CVE-2024-2179: 
PHP vulnerability analysis and mitigation

Concrete CMS version 9 before 9.2.7 contains a Stored Cross-Site Scripting (XSS) vulnerability in the Name field of a Group type. The vulnerability was discovered and disclosed on March 5, 2024, and affects all Concrete CMS versions from 9.0.0 to versions before 9.2.7. Concrete versions below 9 are not affected as they do not include group types (NVD, Release Notes).
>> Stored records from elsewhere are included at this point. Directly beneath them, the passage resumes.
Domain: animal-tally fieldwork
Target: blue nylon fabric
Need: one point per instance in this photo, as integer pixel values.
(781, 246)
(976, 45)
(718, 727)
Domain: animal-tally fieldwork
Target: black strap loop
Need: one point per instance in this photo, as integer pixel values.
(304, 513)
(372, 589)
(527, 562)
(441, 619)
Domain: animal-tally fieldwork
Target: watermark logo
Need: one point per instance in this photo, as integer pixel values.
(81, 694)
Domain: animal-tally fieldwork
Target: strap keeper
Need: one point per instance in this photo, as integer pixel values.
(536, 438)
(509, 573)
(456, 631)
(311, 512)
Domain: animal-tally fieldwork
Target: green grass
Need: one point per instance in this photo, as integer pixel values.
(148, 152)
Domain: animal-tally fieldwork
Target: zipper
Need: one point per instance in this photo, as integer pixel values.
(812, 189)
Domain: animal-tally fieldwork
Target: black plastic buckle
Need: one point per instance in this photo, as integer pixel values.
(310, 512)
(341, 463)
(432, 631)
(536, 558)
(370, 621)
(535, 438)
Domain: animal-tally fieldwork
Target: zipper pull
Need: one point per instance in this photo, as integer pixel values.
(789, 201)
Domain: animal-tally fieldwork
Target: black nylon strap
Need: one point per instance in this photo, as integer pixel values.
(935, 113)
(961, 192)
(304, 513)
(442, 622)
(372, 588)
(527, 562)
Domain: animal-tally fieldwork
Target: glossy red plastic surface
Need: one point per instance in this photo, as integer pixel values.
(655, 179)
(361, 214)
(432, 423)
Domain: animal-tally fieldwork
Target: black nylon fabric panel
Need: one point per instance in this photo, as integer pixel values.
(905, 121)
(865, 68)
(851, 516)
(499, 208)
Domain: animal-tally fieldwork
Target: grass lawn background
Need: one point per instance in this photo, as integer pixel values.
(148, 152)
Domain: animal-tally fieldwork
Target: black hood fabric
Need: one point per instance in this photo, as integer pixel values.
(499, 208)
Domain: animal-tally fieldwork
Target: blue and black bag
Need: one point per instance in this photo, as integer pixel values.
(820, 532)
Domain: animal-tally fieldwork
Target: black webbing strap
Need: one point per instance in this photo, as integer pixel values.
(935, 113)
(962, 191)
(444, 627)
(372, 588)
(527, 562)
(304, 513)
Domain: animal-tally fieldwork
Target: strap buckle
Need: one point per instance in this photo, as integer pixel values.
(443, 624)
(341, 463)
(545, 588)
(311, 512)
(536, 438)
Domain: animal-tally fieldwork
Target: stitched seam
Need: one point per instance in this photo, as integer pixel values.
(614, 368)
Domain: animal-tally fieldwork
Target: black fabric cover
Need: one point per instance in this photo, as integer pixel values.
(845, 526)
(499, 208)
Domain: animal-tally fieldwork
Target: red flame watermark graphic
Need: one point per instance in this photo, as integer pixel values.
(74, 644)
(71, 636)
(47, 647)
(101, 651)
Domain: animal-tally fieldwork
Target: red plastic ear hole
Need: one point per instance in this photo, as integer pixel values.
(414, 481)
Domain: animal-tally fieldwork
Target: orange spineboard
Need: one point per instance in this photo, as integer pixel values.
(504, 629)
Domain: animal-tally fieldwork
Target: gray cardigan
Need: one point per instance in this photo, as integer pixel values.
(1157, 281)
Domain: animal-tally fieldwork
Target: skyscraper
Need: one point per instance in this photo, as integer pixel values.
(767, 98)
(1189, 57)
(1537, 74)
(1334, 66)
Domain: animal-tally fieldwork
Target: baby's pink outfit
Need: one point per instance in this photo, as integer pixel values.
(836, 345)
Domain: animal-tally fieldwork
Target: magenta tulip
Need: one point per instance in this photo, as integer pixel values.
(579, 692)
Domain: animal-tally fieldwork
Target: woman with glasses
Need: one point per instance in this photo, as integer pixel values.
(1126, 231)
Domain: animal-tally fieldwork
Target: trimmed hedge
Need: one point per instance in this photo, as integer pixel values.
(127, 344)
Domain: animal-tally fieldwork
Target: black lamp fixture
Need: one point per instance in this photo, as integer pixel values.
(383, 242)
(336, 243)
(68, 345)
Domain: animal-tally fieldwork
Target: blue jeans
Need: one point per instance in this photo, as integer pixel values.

The vulnerability stems from insufficient validation of administrator-provided data in the Name field of a Group type. The issue is classified as CWE-79 (Cross-site Scripting). The CVSS v3.1 scores vary between sources, with NVD assigning a base score of 4.8 MEDIUM (Vector: CVSS:3.1/AV:N/AC:L/PR:H/UI:R/S:C/C:L/I:L/A:N) while ConcreteCMS rates it at 2.2 LOW (Vector: CVSS:3.1/AV:N/AC:H/PR:H/UI:N/S:U/C:L/I:N/A:N) (NVD).

If exploited, a rogue administrator could inject malicious code into the Name field which might be executed when users visit the affected page. This could potentially lead to unauthorized client-side code execution in users' browsers (NVD).

The vulnerability has been fixed in Concrete CMS version 9.2.7. Users are advised to upgrade to this version or later to address the security issue. The fix was implemented in commit 11965 (Release Notes).